The Vleeshuis was erected in 1503 and was (is?) a symbol of Antwerp’s economic self-confidence and the flourishing of guilds at the beginning of a period often referred to as Antwerp’s Golden Age

It is said the layers of brick, interchanging between red and white, are symbolic for bacon, with the meat and the fat. 

After the abolition of guilds in 1795, the Vleeshuis was sold to the public. A collective of 29 members of the old butcher’s guild bought the building back and used it again as a meat hall. The upper floors housed artists and an opera company, among others. 

In 1841 the butchers sold the Vleeshuis to a wine merchant who mainly used the immense building for storage. He in turn sold the building to the city of Antwerp in 1899.

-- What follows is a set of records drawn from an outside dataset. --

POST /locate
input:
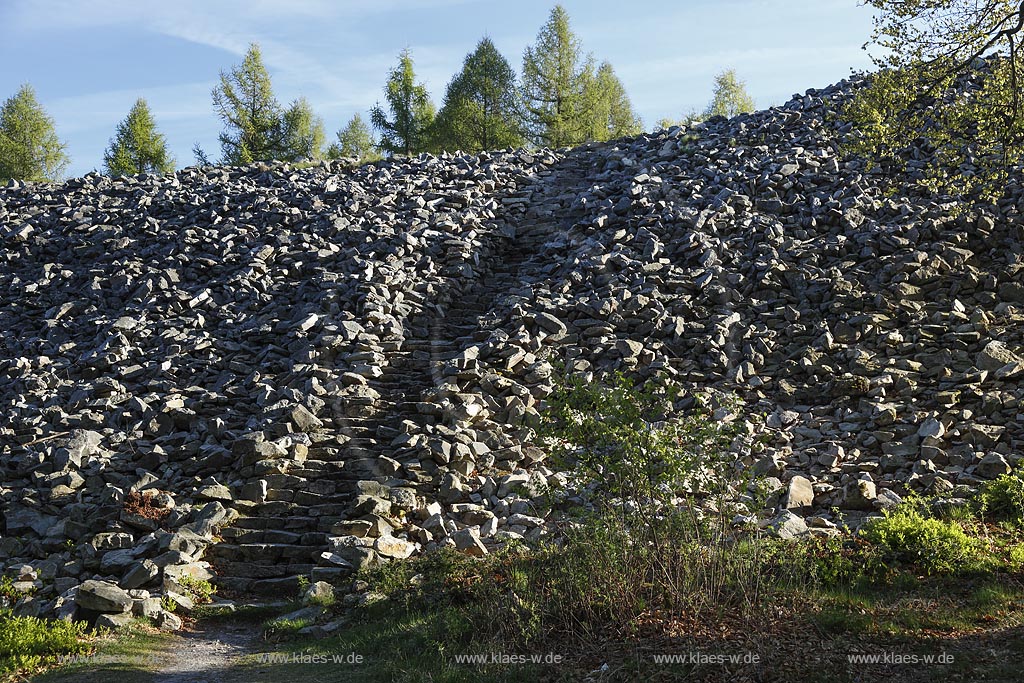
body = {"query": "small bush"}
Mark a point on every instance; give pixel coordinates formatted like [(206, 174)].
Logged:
[(201, 591), (282, 629), (141, 505), (932, 545), (26, 642), (1003, 499)]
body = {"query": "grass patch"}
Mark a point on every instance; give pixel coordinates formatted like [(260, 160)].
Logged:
[(129, 655), (27, 643)]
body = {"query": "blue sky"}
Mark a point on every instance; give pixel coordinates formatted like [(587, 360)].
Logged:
[(90, 59)]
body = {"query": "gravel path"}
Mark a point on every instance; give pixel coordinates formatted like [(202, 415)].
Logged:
[(206, 653)]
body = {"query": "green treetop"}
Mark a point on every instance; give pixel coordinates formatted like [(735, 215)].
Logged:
[(554, 85), (610, 112), (938, 90), (730, 96), (137, 146), (480, 105), (408, 131), (253, 118), (30, 148), (303, 133), (355, 139)]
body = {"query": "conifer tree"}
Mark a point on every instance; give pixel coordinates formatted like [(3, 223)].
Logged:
[(30, 148), (354, 139), (730, 96), (609, 109), (137, 146), (409, 129), (554, 85), (303, 133), (480, 105), (253, 119)]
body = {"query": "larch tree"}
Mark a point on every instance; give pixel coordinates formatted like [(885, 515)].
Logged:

From 1904 to 1913, the Vleeshuis was completely restored by city architect Alexis Van Mechelen to house a museum. That museum evolved into Museum Vleeshuis in 2006.

Sound of the City

Today, the Museum Vleeshuis brings 800 years of Antwerp music culture to life, in the district where that music originated.

The Vleeshuis was protected as a monument in 1936, together with the City Hall, the Rubens House and the Hendrik Conscience Heritage Library, among others.